Many states have adopted statutes limiting the enforceability of indemnification clauses. The statutes limit the Indemnitor’s obligation to indemnify the Indemnitee for the Indemnitee’s own negligence. The policy reason for regulating indemnity clauses is that society needs everyone to act non-negligently to prevent harm to persons or property. According to his logic, the indemnification clause creates a moral hazard by reducing the incentive for the Indemnitee to act reasonably to avoid loss.
Both North Carolina and South Carolina have anti-indemnity statutes. North Carolina’s anti-indemnity statute (N.C. Gen. Stat. § 22B-1) invalidates indemnification clauses in construction contracts that purport to require the Indemnitor to indemnify the Indemnitee for injuries or losses that result from the Indemnitee’s own negligence. South Carolina’s statute (S.C. Code § 32-2-10) invalidates only indemnification clauses that purport to require the Indemnitor to indemnify the Indemnitee for injuries or losses that result from the Indemnitee’s sole negligence.
Anti-indemnity statutes are the reason most indemnification clauses contain the phrase, “To the fullest extent allowed by law.” Such phrases are called “savings clauses.” Savings clauses ask the court to remove the portions of indemnification clauses that violate a statute but to enforce the remaining language. Most courts honor savings clauses.
Considerations for the Parties
Indemnitors prefer narrow indemnification clauses that limit their risk. Limited clauses expose Indemnitors to less liability. Clauses that require indemnification only for negligence that results in personal injury or damage to property other than the work itself provide the added benefit of tracking the language of a typical CGL insurance policy. This tracking can allow the Indemnitor to pass risk to an insurer.
Indemnitees prefer broad indemnification clauses because they want to avoid suffering losses that result from improper performance of work. Many Indemnitees expect Indemnitors to absorb all the risks associated with the performance of the contract.

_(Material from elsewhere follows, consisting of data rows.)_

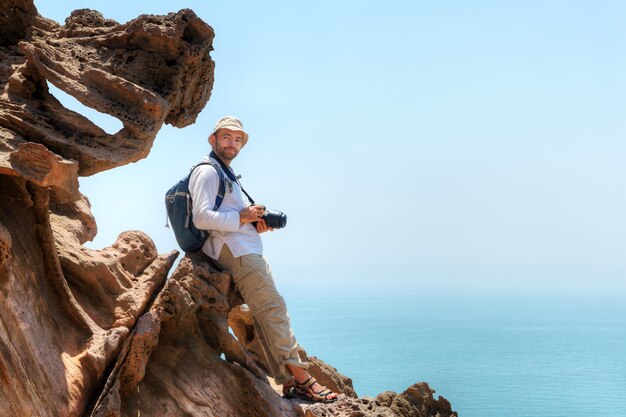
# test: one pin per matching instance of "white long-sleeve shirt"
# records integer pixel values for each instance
(223, 224)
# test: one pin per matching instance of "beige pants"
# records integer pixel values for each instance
(253, 279)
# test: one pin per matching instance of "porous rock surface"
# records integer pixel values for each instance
(103, 332)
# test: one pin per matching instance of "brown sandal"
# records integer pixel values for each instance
(288, 388)
(305, 391)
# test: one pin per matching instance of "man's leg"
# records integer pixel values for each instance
(253, 279)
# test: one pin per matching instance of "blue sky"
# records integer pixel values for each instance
(434, 145)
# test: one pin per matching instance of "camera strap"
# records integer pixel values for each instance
(230, 174)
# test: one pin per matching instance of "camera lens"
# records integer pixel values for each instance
(275, 219)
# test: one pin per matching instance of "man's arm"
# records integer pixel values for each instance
(203, 186)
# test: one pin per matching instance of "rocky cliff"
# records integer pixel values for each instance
(104, 332)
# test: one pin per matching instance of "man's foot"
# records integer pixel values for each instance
(311, 390)
(287, 388)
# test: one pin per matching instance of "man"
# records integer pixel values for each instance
(234, 243)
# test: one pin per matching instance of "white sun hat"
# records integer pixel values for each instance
(232, 123)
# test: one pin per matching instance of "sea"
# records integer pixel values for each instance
(498, 355)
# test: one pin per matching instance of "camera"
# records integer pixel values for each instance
(275, 219)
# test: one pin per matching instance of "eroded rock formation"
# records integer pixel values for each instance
(103, 332)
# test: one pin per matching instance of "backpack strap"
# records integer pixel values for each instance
(221, 191)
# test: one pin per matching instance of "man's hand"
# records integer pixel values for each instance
(261, 226)
(251, 214)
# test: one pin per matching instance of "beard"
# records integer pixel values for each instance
(226, 153)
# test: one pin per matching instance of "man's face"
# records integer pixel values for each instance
(227, 143)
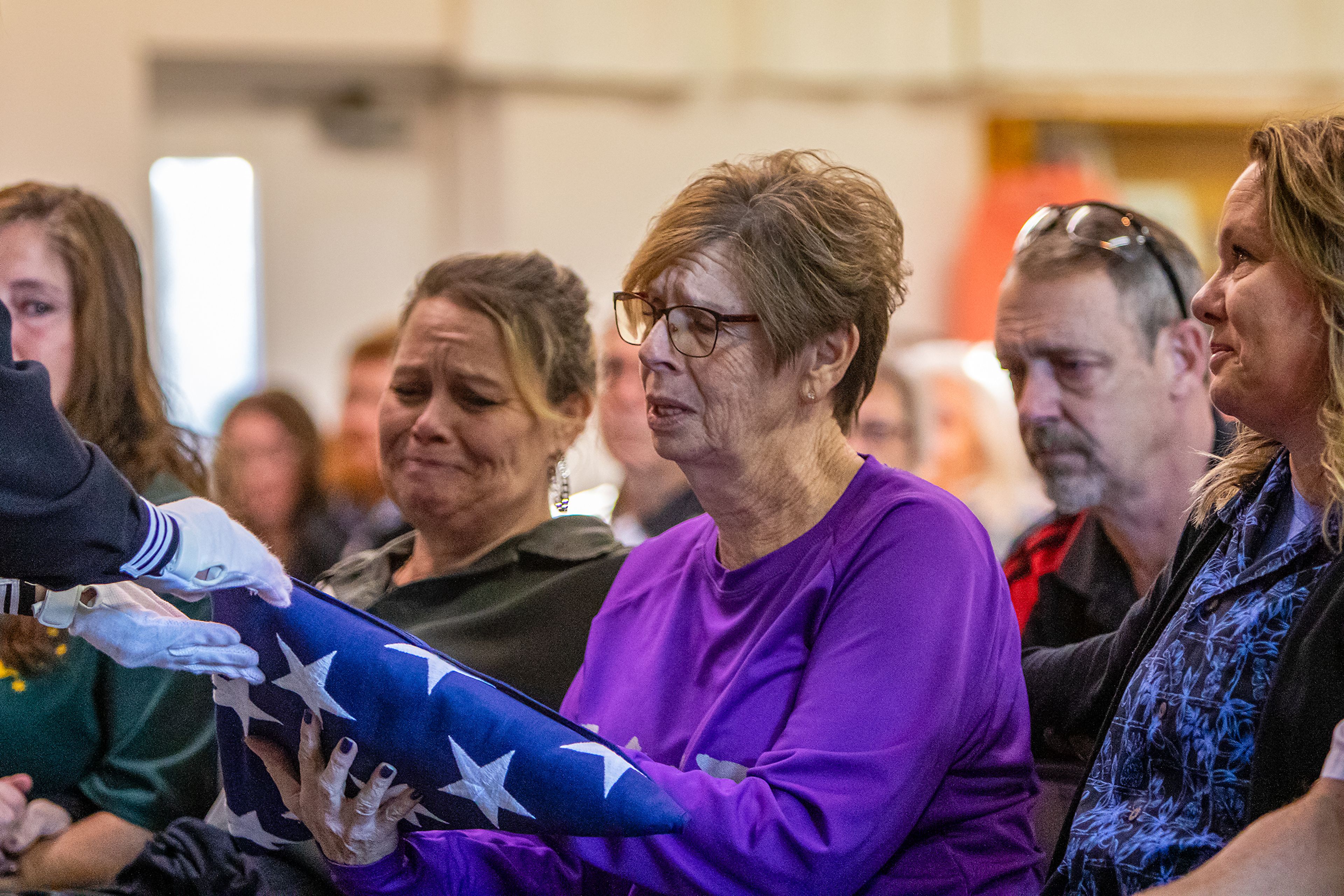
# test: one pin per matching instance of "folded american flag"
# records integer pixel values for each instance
(483, 754)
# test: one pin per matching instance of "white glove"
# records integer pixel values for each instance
(1335, 760)
(138, 628)
(41, 819)
(216, 552)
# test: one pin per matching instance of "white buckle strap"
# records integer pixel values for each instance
(57, 609)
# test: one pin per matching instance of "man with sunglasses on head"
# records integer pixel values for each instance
(1109, 374)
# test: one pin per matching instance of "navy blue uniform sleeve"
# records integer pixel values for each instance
(66, 515)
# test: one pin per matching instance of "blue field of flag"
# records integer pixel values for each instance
(483, 754)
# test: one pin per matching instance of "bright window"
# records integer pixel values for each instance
(208, 284)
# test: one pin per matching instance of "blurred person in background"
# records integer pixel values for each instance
(108, 754)
(971, 445)
(655, 495)
(492, 381)
(1217, 696)
(351, 475)
(1111, 379)
(267, 476)
(888, 422)
(748, 656)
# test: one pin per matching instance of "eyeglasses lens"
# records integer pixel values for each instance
(635, 319)
(1107, 229)
(1042, 221)
(694, 331)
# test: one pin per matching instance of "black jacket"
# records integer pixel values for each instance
(1074, 691)
(66, 515)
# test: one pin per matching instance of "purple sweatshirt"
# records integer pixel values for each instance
(846, 714)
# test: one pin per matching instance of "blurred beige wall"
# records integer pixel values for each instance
(564, 126)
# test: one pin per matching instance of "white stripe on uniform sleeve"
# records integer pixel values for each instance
(159, 539)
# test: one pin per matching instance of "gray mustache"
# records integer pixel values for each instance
(1042, 438)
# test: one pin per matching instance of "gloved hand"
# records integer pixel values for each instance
(217, 552)
(41, 819)
(138, 628)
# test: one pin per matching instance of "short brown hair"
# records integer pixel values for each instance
(816, 245)
(541, 310)
(1146, 295)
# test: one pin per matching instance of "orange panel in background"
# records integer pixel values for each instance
(1007, 202)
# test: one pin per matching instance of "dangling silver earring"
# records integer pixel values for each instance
(561, 486)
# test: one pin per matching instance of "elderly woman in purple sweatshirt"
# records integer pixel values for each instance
(824, 670)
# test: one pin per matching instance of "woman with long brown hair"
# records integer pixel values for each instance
(107, 765)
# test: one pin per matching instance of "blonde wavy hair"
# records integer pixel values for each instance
(1302, 170)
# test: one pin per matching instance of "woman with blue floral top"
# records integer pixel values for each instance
(1214, 702)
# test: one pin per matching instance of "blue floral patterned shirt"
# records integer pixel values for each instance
(1170, 785)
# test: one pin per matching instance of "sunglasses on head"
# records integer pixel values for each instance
(1102, 226)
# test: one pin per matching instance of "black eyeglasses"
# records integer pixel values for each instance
(694, 330)
(1102, 226)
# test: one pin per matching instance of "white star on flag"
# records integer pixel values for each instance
(613, 766)
(236, 694)
(439, 667)
(249, 828)
(397, 790)
(484, 785)
(310, 682)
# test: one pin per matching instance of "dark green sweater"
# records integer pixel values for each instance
(139, 743)
(519, 614)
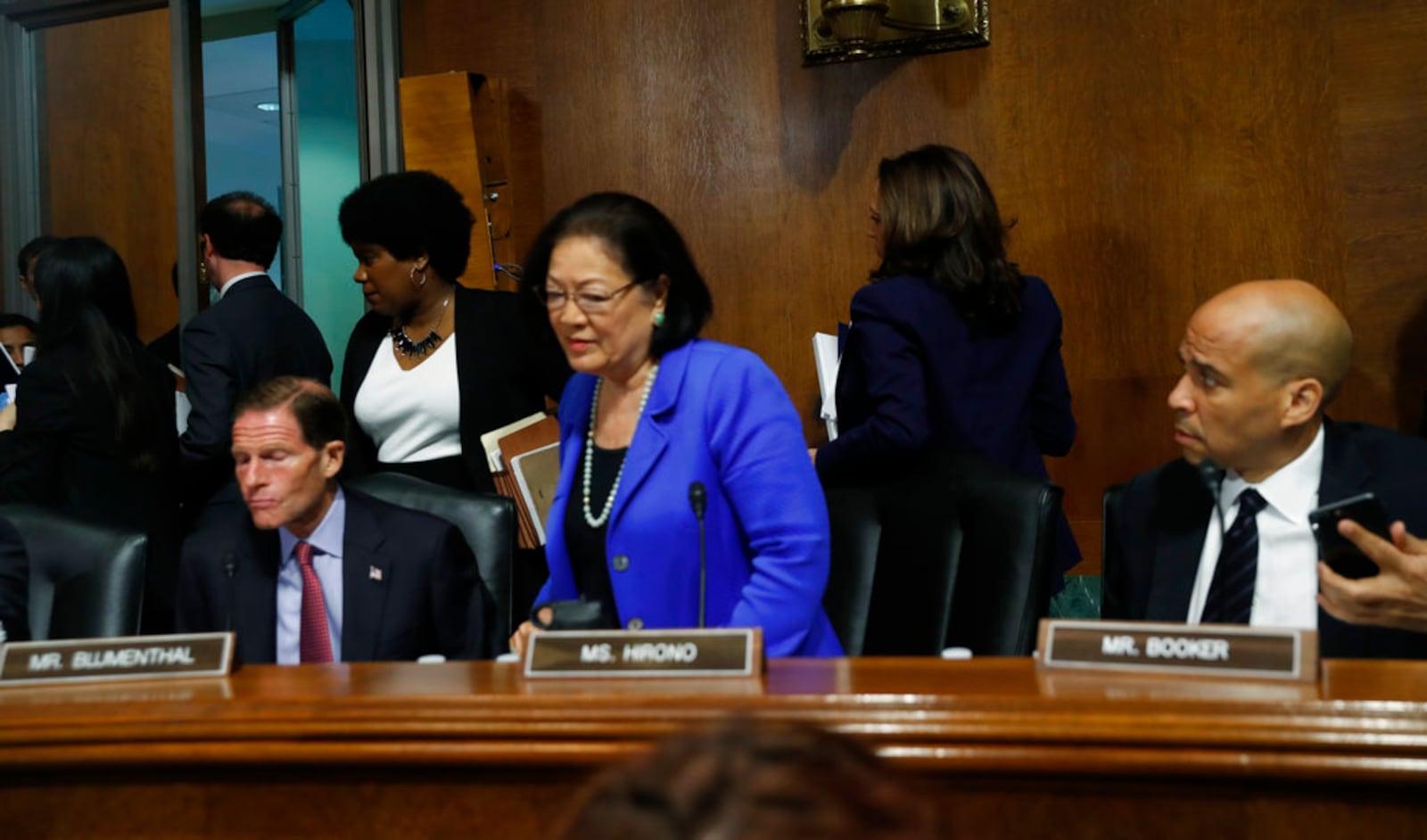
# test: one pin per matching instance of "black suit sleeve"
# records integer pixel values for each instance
(1052, 421)
(193, 609)
(14, 585)
(211, 387)
(361, 345)
(30, 454)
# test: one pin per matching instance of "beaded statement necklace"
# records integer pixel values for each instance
(590, 451)
(418, 349)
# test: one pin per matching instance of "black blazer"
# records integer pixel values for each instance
(14, 583)
(1165, 514)
(428, 597)
(507, 363)
(63, 452)
(249, 337)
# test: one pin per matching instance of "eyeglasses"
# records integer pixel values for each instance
(590, 302)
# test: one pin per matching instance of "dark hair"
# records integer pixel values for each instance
(85, 302)
(939, 221)
(314, 407)
(411, 214)
(32, 250)
(749, 780)
(647, 245)
(16, 320)
(243, 227)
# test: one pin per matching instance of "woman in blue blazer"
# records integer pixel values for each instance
(951, 350)
(653, 413)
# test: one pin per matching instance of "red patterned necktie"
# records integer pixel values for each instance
(314, 642)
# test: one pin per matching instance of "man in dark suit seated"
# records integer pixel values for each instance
(253, 334)
(310, 572)
(1262, 361)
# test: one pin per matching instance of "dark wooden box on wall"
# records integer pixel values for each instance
(458, 126)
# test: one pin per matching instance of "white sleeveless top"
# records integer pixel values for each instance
(411, 416)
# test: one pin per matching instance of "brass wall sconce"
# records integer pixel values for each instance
(851, 30)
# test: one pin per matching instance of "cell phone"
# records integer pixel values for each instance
(1336, 549)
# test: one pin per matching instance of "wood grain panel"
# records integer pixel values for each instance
(107, 117)
(475, 751)
(1152, 154)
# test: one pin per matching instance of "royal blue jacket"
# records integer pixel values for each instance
(717, 416)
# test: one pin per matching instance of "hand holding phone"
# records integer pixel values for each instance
(1336, 549)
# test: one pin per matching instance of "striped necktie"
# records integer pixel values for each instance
(1231, 592)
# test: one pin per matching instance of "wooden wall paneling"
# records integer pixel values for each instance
(497, 40)
(1382, 128)
(451, 126)
(109, 128)
(1151, 152)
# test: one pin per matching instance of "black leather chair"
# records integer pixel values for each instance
(1008, 549)
(487, 523)
(956, 555)
(86, 581)
(895, 552)
(1110, 559)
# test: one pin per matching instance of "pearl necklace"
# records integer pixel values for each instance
(590, 449)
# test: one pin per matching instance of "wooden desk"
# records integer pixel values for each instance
(474, 751)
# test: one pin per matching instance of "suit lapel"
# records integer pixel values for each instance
(254, 581)
(1184, 516)
(366, 582)
(651, 437)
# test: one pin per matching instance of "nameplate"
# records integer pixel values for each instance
(1229, 651)
(126, 658)
(646, 654)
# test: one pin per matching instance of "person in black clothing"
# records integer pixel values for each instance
(92, 433)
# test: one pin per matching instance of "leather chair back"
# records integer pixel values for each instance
(485, 519)
(958, 555)
(1008, 549)
(895, 552)
(86, 581)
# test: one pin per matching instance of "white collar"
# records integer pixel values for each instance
(1291, 490)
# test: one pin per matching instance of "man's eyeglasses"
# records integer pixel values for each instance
(590, 302)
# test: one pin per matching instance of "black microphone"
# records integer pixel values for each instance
(230, 566)
(1212, 476)
(698, 499)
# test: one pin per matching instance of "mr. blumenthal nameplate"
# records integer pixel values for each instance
(646, 654)
(126, 658)
(1232, 651)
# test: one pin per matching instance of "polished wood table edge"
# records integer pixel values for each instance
(988, 716)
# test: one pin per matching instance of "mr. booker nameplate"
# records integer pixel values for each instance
(620, 654)
(1206, 649)
(128, 658)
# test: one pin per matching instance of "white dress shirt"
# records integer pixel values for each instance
(327, 561)
(1286, 590)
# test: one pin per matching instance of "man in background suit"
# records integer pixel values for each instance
(311, 572)
(253, 334)
(1262, 361)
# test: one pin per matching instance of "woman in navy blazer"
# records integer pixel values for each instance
(654, 411)
(951, 350)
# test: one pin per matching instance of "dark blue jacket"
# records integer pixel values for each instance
(918, 378)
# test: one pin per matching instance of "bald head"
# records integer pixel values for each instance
(1288, 328)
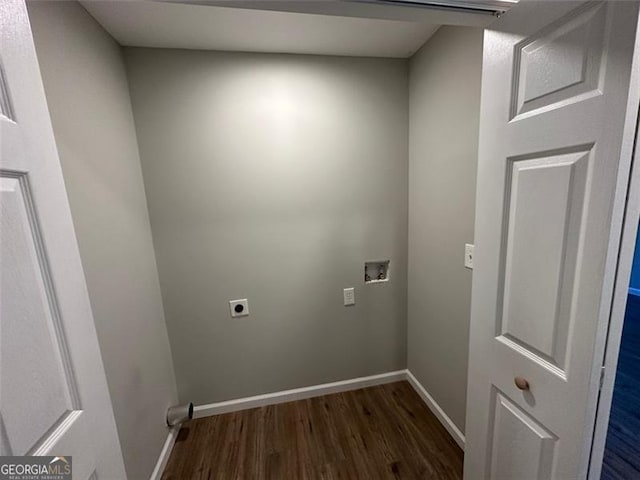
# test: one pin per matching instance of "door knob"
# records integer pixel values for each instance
(521, 383)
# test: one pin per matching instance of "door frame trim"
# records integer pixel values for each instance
(624, 227)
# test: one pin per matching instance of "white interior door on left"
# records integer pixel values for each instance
(53, 392)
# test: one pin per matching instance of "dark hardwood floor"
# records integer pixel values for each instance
(382, 432)
(622, 450)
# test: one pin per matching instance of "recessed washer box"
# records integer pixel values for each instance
(376, 271)
(239, 308)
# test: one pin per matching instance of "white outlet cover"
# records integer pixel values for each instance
(349, 295)
(239, 308)
(468, 255)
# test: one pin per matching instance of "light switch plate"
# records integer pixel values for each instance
(239, 308)
(468, 255)
(349, 296)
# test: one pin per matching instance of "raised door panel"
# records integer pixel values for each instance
(521, 448)
(544, 200)
(561, 63)
(37, 390)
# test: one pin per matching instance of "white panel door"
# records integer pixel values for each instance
(53, 392)
(555, 86)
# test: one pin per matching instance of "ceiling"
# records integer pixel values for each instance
(333, 27)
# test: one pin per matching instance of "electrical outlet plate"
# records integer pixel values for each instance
(468, 255)
(239, 308)
(376, 271)
(349, 296)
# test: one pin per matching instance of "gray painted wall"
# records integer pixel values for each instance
(443, 150)
(87, 93)
(274, 177)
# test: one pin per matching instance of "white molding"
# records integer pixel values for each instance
(454, 431)
(165, 453)
(246, 403)
(297, 394)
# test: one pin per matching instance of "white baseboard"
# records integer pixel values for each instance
(454, 431)
(218, 408)
(165, 453)
(297, 394)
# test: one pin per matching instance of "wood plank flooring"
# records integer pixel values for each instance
(382, 432)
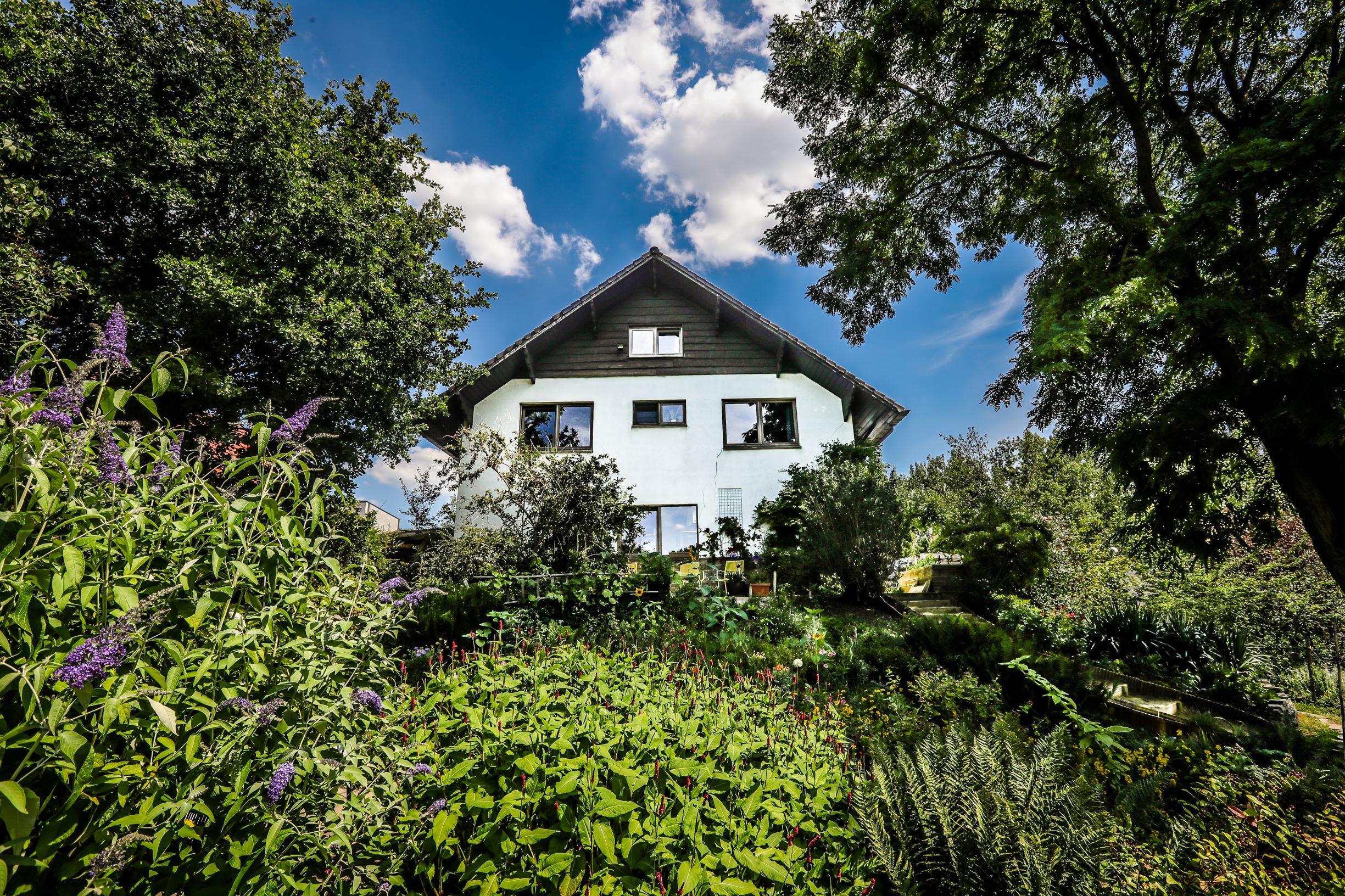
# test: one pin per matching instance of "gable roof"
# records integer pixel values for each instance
(875, 413)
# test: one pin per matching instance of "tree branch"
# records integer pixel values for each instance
(1106, 61)
(1005, 147)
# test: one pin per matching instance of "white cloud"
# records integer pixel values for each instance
(585, 256)
(591, 8)
(496, 226)
(498, 231)
(660, 233)
(969, 326)
(706, 144)
(421, 458)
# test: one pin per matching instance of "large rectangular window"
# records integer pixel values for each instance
(760, 423)
(559, 427)
(655, 341)
(669, 529)
(658, 413)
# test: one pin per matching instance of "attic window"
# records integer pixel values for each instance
(655, 341)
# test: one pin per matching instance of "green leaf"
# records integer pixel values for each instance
(606, 841)
(615, 809)
(13, 792)
(159, 381)
(443, 826)
(19, 821)
(167, 716)
(148, 404)
(553, 864)
(568, 783)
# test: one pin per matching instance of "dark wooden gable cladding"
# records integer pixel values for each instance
(720, 335)
(601, 350)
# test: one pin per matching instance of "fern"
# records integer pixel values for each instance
(974, 811)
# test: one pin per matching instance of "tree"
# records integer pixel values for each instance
(197, 183)
(560, 510)
(846, 517)
(1177, 169)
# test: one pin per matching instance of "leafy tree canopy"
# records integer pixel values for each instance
(191, 178)
(1180, 174)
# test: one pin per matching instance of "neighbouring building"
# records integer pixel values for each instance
(384, 521)
(701, 400)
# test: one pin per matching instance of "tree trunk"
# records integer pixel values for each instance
(1313, 478)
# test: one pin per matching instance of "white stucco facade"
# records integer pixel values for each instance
(679, 464)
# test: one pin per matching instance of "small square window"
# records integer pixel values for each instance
(655, 341)
(658, 413)
(559, 427)
(760, 424)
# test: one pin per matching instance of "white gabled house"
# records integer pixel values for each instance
(701, 401)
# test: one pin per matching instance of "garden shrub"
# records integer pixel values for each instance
(844, 520)
(191, 686)
(559, 767)
(973, 811)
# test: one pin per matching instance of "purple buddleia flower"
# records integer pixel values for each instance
(369, 700)
(115, 856)
(101, 653)
(112, 341)
(93, 657)
(18, 381)
(61, 405)
(162, 468)
(415, 598)
(279, 782)
(385, 591)
(294, 428)
(270, 712)
(112, 464)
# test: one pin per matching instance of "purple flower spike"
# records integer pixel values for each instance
(93, 657)
(61, 405)
(369, 700)
(294, 428)
(18, 381)
(279, 782)
(112, 344)
(112, 466)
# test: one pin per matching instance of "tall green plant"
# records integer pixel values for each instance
(973, 811)
(845, 517)
(190, 685)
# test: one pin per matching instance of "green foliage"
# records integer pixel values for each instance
(231, 213)
(561, 512)
(980, 811)
(1234, 836)
(1005, 551)
(564, 767)
(845, 517)
(197, 586)
(1090, 732)
(31, 284)
(1176, 170)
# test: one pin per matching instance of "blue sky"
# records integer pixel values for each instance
(576, 135)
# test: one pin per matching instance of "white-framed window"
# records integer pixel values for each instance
(669, 529)
(658, 413)
(646, 342)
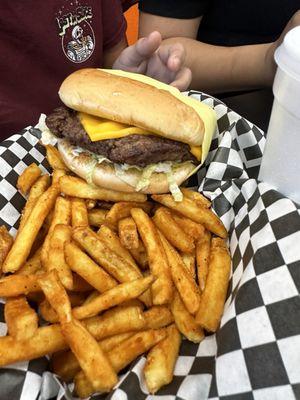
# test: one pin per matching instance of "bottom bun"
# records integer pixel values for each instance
(104, 174)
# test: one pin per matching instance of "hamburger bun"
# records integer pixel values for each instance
(116, 97)
(104, 174)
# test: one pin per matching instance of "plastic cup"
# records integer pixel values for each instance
(280, 165)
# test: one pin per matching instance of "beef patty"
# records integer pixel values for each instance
(140, 150)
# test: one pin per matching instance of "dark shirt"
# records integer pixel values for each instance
(229, 22)
(41, 43)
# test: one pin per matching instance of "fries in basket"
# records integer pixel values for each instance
(110, 284)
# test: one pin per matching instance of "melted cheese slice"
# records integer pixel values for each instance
(100, 128)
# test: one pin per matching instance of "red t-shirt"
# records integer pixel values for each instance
(41, 42)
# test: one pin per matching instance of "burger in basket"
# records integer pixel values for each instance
(128, 132)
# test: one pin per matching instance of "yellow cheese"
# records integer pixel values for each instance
(100, 128)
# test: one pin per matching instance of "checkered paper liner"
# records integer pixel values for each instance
(256, 352)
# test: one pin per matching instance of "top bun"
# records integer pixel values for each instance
(132, 102)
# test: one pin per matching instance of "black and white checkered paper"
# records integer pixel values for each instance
(256, 352)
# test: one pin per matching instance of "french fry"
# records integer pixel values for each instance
(61, 235)
(115, 321)
(128, 233)
(90, 204)
(197, 197)
(93, 361)
(61, 215)
(190, 227)
(140, 255)
(162, 288)
(122, 210)
(189, 209)
(158, 317)
(57, 174)
(21, 319)
(79, 213)
(122, 355)
(182, 278)
(32, 265)
(161, 359)
(54, 158)
(77, 187)
(184, 321)
(112, 262)
(172, 231)
(96, 217)
(15, 285)
(65, 364)
(214, 294)
(56, 295)
(112, 241)
(189, 260)
(40, 186)
(6, 241)
(84, 266)
(112, 297)
(46, 340)
(22, 245)
(202, 257)
(28, 177)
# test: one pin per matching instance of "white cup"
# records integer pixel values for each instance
(280, 165)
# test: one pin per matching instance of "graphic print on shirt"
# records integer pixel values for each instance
(76, 32)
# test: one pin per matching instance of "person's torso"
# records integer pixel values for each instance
(239, 22)
(41, 43)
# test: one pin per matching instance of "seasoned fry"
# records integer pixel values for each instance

In negotiating construction contracts, many parties look to industry-form contracts as an arbiter of “fairness.” What do industry form contracts say about indemnification? Both AIA A201 (2017 - §3.18) and ConsensusDocs 200 (§10.1.1) contain indemnification provisions that require the contractor to indemnify the owner for losses that arise from the contractor’s performance of the work, with two important limitations:
- The losses must be attributable to personal injury or damage to property other than the work, and
- The contractor is liable only to the extent the losses resulted from the negligence of the contractor (or the contractor’s employees or subcontractors).
Under the form contracts, negligence by the Owner does not provide a defense (but an anti-indemnity statute might).
Understanding indemnification clauses helps construction industry participants and their counselors negotiate better contracts and evaluate their contractual risks with coverage under their insurance programs.